Databricks Huggingface Simplifies Open-Source AI Development

Author

Posted Nov 13, 2024

Reads 1.2K

A Person Holding a Cellphone with Logo on the Screen
Credit: pexels.com, A Person Holding a Cellphone with Logo on the Screen

Databricks and Hugging Face have partnered to make open-source AI development more accessible. This collaboration brings together the power of Databricks' unified data engineering and analytics platform with Hugging Face's Transformers library.

Databricks provides a scalable and secure environment for data engineering and analytics, while Hugging Face's Transformers library offers a wide range of pre-trained models and a simple interface for building and deploying AI models.

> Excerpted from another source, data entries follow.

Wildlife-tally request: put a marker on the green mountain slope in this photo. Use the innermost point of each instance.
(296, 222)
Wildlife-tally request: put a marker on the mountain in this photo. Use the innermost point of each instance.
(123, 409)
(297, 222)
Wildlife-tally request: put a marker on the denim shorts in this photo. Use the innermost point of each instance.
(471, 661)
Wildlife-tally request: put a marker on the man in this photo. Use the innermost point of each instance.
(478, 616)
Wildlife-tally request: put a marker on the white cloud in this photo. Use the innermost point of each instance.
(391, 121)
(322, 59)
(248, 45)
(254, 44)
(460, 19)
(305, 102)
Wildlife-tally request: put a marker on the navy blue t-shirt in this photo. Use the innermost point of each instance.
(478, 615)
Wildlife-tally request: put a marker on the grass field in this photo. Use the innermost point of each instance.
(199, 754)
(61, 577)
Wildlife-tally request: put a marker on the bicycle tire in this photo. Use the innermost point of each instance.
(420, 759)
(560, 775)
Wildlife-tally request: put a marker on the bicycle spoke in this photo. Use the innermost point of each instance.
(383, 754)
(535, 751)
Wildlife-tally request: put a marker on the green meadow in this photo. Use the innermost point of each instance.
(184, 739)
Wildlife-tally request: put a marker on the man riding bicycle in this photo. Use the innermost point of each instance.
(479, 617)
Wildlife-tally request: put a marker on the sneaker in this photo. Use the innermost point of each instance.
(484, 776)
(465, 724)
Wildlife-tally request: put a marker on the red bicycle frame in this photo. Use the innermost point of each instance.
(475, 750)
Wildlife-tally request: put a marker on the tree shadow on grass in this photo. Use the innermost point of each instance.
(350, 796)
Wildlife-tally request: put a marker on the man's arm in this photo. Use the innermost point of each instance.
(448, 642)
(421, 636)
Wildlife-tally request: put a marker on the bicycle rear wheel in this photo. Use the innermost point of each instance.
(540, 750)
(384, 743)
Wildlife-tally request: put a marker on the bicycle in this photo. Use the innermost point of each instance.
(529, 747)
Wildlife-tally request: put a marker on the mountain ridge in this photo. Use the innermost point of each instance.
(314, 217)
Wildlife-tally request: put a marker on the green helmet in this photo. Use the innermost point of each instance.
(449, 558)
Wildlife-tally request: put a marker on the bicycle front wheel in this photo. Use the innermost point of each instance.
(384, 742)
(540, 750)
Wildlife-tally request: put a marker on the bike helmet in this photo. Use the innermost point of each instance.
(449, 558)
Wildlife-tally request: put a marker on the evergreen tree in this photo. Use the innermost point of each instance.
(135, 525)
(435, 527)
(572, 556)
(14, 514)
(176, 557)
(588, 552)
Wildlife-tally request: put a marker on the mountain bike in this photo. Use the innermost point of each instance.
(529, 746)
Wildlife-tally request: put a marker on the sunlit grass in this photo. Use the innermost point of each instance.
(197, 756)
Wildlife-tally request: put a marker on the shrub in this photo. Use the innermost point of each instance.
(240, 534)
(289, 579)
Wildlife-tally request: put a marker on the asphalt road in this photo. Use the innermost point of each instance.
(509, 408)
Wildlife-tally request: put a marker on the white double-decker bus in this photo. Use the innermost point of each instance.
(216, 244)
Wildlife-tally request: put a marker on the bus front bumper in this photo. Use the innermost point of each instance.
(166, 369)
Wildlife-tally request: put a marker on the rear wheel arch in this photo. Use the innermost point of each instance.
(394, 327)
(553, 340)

With this partnership, developers can now leverage the strengths of both platforms to build and deploy AI models more efficiently.

Getting Started

Databricks is a fast, easy, and collaborative platform for data and AI teams. It's built on top of Apache Spark, which makes it a great choice for big data processing.

To get started with Databricks and Hugging Face, you'll need to create a Databricks account and log in to the Databricks workspace. This will give you access to the Databricks notebook interface, where you can write and run Python code.

Credit: youtube.com, Running a Hugging Face LLM on your laptop

Databricks is compatible with popular libraries like Hugging Face Transformers, which makes it easy to integrate with pre-trained models. You can use the Transformers library to load and use pre-trained models in your Databricks notebooks.

Hugging Face Transformers is a library of pre-trained models for natural language processing and computer vision tasks. It's a great resource for anyone looking to get started with AI and machine learning.

To get started with Hugging Face Transformers in Databricks, you'll need to install the library using pip. This will give you access to the pre-trained models and the ability to use them in your Databricks notebooks.

Using Hugging Face with Databricks

Using Hugging Face with Databricks is a game-changer for text processing at scale. You can use Pandas UDFs to distribute model computation on a Spark cluster, allowing you to perform computation on worker CPUs or GPUs.

Databricks recommends encapsulating a Hugging Face pipeline in a Pandas UDF to distribute inference on Spark. This makes it easy to use GPUs when available and allows batching of items sent to the GPU for better throughput.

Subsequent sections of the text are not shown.